Tendler was also quick to point out several elements in the study to support his argument that it’s still too early to reject the idea of Darzalex as a first-line maintenance therapy, even in multiple myeloma patients who already got it during induction and consolidation.

For one thing, Cassiopeia will continue, to determine how long it takes for patients’ tumors progress on next-line treatment—a marker known as second progression-free survival—and to see whether Darazelx maintenance prolongs patients’ lives.

What’s more, the Cassiopeia trial treated part 2 patients with Darzalex every eight weeks for two years, while other Darzalex trials have adopted an increased dosing frequency of every month for the maintenance phase. Plus, after Cassiopeia began, Bristol Myers Squibb’s Revlimid established itself as a standard of care for front-line maintenance treatment, Tendler noted.

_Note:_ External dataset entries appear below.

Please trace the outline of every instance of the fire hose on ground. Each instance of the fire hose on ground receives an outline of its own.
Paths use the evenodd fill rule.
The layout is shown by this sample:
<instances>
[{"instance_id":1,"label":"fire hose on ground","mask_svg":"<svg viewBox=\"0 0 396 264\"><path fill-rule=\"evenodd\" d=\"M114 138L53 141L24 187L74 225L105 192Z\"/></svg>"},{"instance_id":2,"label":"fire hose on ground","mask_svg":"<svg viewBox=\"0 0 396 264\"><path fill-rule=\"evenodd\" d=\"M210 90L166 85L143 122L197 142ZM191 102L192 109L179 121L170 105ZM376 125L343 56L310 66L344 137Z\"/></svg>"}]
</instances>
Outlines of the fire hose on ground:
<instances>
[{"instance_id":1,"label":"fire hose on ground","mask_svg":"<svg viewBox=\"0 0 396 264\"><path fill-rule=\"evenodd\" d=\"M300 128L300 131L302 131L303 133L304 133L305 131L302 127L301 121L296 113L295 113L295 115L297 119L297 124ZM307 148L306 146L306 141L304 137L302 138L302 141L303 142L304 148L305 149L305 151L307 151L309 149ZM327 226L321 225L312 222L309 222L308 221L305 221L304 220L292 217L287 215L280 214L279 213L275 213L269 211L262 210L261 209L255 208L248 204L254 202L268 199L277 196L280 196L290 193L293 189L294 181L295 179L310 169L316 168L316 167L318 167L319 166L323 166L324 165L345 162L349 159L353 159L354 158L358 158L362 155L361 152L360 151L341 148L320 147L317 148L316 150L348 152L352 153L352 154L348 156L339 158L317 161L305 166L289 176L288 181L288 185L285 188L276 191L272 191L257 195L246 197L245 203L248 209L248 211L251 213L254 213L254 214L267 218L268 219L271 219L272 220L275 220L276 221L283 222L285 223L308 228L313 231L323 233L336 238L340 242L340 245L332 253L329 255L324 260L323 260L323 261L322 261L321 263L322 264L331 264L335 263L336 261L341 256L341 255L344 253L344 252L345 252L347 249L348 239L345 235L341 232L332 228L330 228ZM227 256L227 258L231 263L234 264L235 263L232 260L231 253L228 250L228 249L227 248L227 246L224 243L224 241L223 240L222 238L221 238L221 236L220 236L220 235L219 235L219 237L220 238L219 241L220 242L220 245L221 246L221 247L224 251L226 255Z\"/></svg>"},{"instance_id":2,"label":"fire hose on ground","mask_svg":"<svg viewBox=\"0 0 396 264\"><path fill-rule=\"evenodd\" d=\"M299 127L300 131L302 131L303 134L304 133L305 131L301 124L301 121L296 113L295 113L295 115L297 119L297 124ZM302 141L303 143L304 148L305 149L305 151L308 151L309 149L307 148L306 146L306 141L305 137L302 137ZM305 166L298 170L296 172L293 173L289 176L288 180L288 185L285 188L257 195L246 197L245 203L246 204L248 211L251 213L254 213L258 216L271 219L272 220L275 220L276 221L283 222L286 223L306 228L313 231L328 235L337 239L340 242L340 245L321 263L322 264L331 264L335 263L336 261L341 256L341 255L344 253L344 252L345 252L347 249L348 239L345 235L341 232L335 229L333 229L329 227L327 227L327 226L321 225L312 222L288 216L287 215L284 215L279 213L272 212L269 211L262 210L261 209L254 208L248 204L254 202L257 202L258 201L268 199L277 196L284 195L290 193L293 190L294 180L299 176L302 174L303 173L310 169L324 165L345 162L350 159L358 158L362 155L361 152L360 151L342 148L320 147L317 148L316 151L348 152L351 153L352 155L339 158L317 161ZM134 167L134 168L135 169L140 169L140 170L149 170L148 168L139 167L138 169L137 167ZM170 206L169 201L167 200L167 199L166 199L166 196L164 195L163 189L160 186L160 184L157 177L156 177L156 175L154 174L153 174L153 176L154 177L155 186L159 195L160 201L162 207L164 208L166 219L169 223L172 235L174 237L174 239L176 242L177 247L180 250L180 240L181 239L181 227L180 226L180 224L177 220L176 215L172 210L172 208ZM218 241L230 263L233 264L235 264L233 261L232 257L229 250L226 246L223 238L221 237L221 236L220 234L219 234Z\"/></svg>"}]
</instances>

RELATED: Sanofi's Sarclisa forays into Darzalex's new territory with FDA nod in earlier myeloma

J&J’s testing Darzalex against both theories in a phase 3 trial dubbed Perseus. It’s evaluating whether adding a recently approved under-the-skin version of Darzalex to a combo of Velcade, Revlimid and dexamethasone (VRd) would work in patients with previously untreated multiple myeloma.

In what Tendler called the “optimal maintenance strategies,” they will receive either solo Revlimid or its combo with monthly Darzalex during maintenance. J&J intends to use data from that study for labeling updates with regulatory authorities, Tendler said.  

Darzalex lately started to face an in-class rival, Sanofi’s Sarclisa. The new CD38-directed antibody is following in Darzalex’s footsteps in moving up the treatment line.

In March, about a year after its original third-line green light, Sarclisa snatched an FDA go-ahead to be paired with Amgen’s Kyprolis and dexamethasone (Kd) for multiple myeloma after at least one prior therapy. A similar pairing of Kd with Darzalex was approved in that setting in August. The Sanofi drug has yet to enter front-line treatment.